What It’s Like to Be Smeared by the Southern Poverty Law Center

Posted by on Sep 12, 2017 at 7:23 am

What landed me in the SPLC’s crosshairs was a Sept. 10, 2009, Huffington Post blog entry titled “Mission Creep and the Southern Poverty Law Center’s Misguided Focus.” I pointed out the SPLC’s silence about video footage released after the 2008 elections showing members of the New Black Panther Party, decked out in full paramilitary regalia, patrolling a polling precinct in Philadelphia where they were clearly intimidating white voters.
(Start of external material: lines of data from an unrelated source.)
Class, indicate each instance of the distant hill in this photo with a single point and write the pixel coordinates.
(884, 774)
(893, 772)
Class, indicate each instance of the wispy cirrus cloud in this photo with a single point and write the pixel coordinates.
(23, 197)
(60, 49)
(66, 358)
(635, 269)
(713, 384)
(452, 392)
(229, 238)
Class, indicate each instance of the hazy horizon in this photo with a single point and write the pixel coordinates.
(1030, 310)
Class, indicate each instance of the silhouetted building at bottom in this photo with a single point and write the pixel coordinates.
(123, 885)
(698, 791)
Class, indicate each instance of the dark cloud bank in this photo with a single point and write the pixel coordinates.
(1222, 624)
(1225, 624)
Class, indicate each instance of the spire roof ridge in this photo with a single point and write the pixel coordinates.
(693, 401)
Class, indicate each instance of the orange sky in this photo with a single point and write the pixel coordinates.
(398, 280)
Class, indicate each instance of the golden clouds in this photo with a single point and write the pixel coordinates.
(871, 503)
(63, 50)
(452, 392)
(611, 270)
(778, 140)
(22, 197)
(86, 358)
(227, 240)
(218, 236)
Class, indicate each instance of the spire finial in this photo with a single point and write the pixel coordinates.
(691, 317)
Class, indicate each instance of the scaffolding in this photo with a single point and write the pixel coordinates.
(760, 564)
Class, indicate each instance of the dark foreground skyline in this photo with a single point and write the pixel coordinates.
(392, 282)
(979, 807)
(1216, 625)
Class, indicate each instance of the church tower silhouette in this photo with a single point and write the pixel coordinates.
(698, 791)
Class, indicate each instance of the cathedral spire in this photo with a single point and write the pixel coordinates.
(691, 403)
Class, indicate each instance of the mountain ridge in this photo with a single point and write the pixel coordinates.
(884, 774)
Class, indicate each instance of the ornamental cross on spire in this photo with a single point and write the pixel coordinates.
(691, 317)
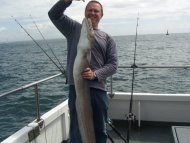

Although several news organizations covered the story, the SPLC ignored the incident. At the time, the law center was spending an inordinate amount of time attacking then-CNN host Lou Dobbs for his relentless focus on illegal immigration. It demanded that CNN fire the anchor. After CNN and Mr. Dobbs parted ways, the SPLC took credit for getting him off the air. I ended my post with a one-liner that raised the ire of the organization and had a devastating effect on my life. I wrote: “Rather than monitoring hate groups, the Southern Poverty Law Center has become one.”

The SPLC’s retaliation was vicious and effective. On Oct. 17, 2009, my photo appeared on the front page of my local newspaper, the Tennessean, with the headline “ Carol Swain is an apologist for white supremacists.” That was a quote from Mark Potok, at the time the SPLC’s national spokesman. The context for Mr. Potok’s attack was a review I gave for a film titled “A Conversation About Race.” I endorsed it for classroom use because it offered a perspective on race rarely encountered on university campuses. Mr. Potok argued that the filmmaker was a bigot. I felt then and now that the perspective needed to be heard.

This negative article was featured on the front pages of several newspapers and it went viral, especially in black media outlets. The attacks did not subside until this newspaper’s website published a lengthy article titled “In Defense of Carol Swain.”

Being targeted by the SPLC has had a lasting impact on my life and career. Offers from other universities ended and speaking opportunities declined. Once you’ve been smeared in this way, mainstream news outlets are less likely to cite you as an expert of any kind.